Avital Norman Nathman:I think it's a combination of the two and most of the time they're pretty synonymous.
Katie Klabusich:is there a right and wrong way to be a mum?
Avital Norman Nathman:Because if you stay at home you still do it alone and if you work you're doing it all and alone and it's a slippery slope. And it's so easy to pit these two versions of motherhood against each other and nobody wins.
Katie Klabusich:There's certainly judgement leveled at either choice.
Avital Norman Nathman:Great Q Lucy. I think beyond notions of human decency, kindness, etc... it's less about ONE particular way of being a mom and more about "does this work for our family."
Katie Klabusich:Oooo! Lucy lead us right to your essay!
Avital Norman Nathman:But because there *is* so much judgment, we rarely get to ponder that question and start to worry more about how our parenting is viewed by everyone else.

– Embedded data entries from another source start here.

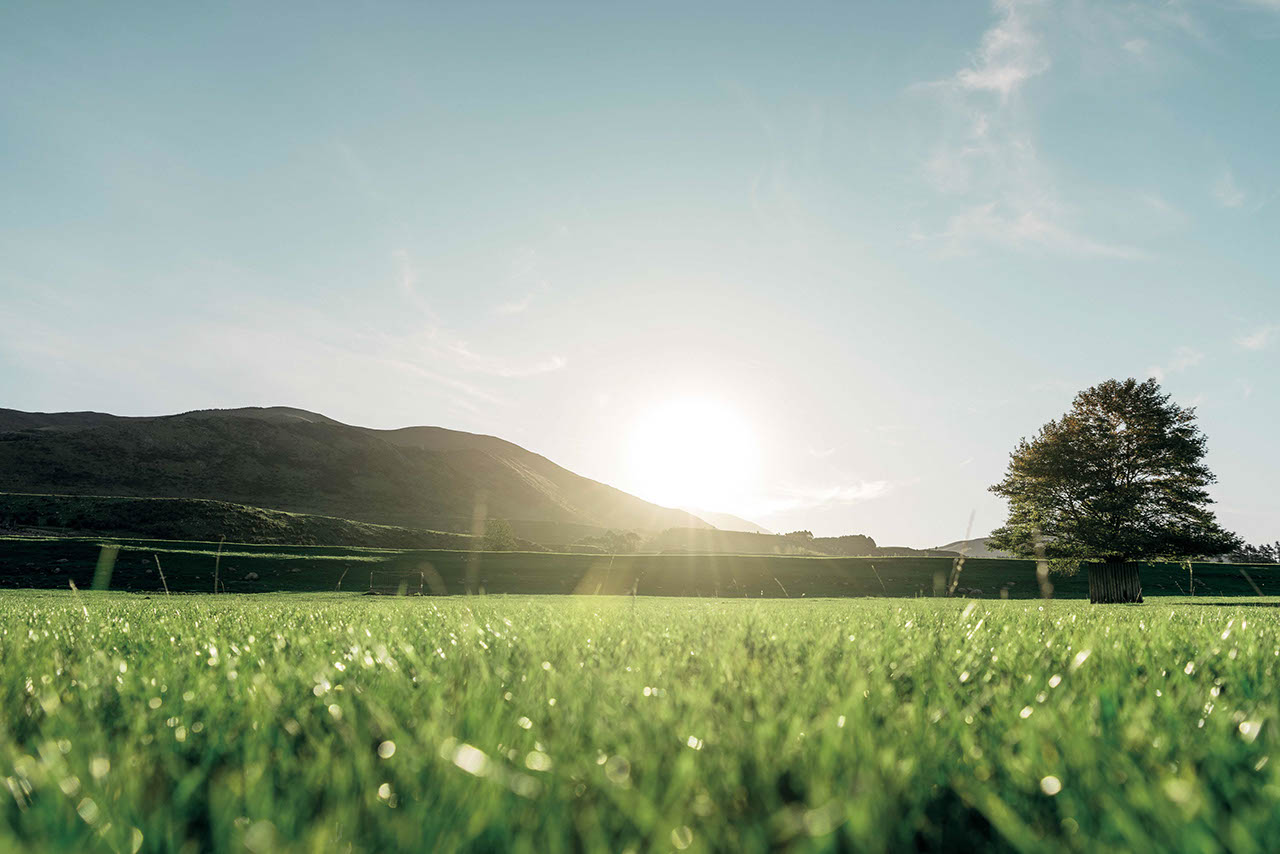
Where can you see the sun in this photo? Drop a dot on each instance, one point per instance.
(694, 453)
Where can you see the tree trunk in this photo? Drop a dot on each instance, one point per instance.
(1114, 583)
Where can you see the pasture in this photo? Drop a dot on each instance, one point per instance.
(312, 722)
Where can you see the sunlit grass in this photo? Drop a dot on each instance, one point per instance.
(339, 722)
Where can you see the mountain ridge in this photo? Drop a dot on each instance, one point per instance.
(300, 461)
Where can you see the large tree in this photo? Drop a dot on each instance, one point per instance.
(1118, 479)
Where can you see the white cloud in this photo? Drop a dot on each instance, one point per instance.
(990, 156)
(812, 497)
(1183, 359)
(515, 306)
(1010, 54)
(1226, 191)
(1000, 223)
(1257, 339)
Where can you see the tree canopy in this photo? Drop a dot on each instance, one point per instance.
(1119, 478)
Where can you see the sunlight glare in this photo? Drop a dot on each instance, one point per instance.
(693, 453)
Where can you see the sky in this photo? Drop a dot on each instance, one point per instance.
(871, 243)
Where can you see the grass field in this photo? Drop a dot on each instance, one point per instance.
(338, 722)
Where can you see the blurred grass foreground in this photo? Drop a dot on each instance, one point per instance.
(321, 722)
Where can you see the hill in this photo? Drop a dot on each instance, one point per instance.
(292, 460)
(976, 548)
(200, 519)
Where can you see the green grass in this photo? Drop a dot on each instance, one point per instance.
(600, 724)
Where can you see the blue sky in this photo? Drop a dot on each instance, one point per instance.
(887, 240)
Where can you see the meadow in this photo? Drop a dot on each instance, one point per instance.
(316, 722)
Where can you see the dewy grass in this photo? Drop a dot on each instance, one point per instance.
(534, 724)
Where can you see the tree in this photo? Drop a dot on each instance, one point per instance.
(1118, 479)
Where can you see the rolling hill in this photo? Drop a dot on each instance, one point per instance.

Katie Klabusich:Tell us about your essay. I know that a couple of you in the audience who haven't gotten this far in the book yet will identify COMPLETELY with it because you're going through the same thing.
Avital Norman Nathman:Well, I should probably start off with the title. It's called, "Yes, I am that selfish." ha! Any guesses as to what I could be talking about?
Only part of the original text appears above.